We get no help from the meet poster. In fact the meet poster certainly implies medals will be awarded for all age groups even in the 800 and 1500 meter events. Here is what the meet poster says.

Medals will be awarded to the top three Auckland place-getters in each event by age group.   12/13, 14, 15, 16, 17/O. A maximum of two visitor medals will be awarded in each age-group in each event if finishing in the top three places.

There will be no medal presentations. Medals can be collected by Team Managers at the conclusion of the Session.

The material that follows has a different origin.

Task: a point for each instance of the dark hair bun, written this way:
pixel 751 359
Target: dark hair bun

It is off the point of this post but do you see the news that “there will be no medal presentations”? I don’t want to be difficult but I’d love Swimming Auckland to send me an email explaining why the meet was stopped for 20 minutes on nine occasions to present medals. The most annoying feature of Swimming New Zealand is their refusal to comply with their own rules or, in some cases, the law. It looks like their junior Auckland partner is following Swimming New Zealand’s example.

Anyway back to the medals. The poster seems clear – medals will be awarded to 12/13, 14, 15, 16, 17/O age groups in “each” event. I presume the word “each” has the same inclusive meaning as it had when I was at school. But without explanation only three medals were presented in the 800 and 1500 meters as though these events were open men’s and women’s competitions – age group medals were not awarded. Why? How does Swimming Auckland explain its decision to ignore the meet poster; to disregard its own rules?

My guess is they figure young swimmers should be discouraged from swimming 800 and 1500 meter events. The best way to do that is to restrict entries and deny young swimmers the reward of a medal for placing in these events.

If that is the basis of Swimming Auckland’s decision it is ridiculously stupid. Swimwatch readers will know I am no great supporter of junior age group competition. I think far too much competitive stress is placed on young children – especially by Swimming New Zealand. Those three Junior National Championships are a disgrace. Everything about them is bad.

However physiologically one fact is certain – the physical stress of a young person swimming 800 or 1500 meters is a lot, lot less than racing 100, 200 or 400 meters. In fact the physical adaptation required to withstand the anaerobic stresses involved in swimming  middle distance events are not even present until 15 or 16 years of age. If you want to really physically hurt a swimmer below 15 years of age race him or her over 100 and 200 meters – races with a high anaerobic content. All the stuff Swimming Auckland encourage. All the hurt they support.

If you want something gentler, something young bodies can tolerate encourage them to swim high aerobic, low anaerobic events like 800 or 1500 meters. All the stuff Swimming Auckland discourages. All the benefit they deny.

Swimming Auckland should read some basic physiology before they decide to reward anaerobic events (100, 200 and 400) that hurt young bodies that have not yet developed the anaerobic capacity to handle the anaerobic stress of racing these events. Swimming Auckland should seek advice before they decide to penalise young children from taking part in aerobic events (800 and 1500) that will not only cause no harm but will physiologically benefit young children.

It may be that some readers wonder why I am so appalled by some New Zealand administrators – especially those living in Antares Place. The reason is decisions like this one. Decisions that science has long taught us are doing harm to New Zealand’s under 15 year old children – decisions that year by year are destroying the sport of swimming.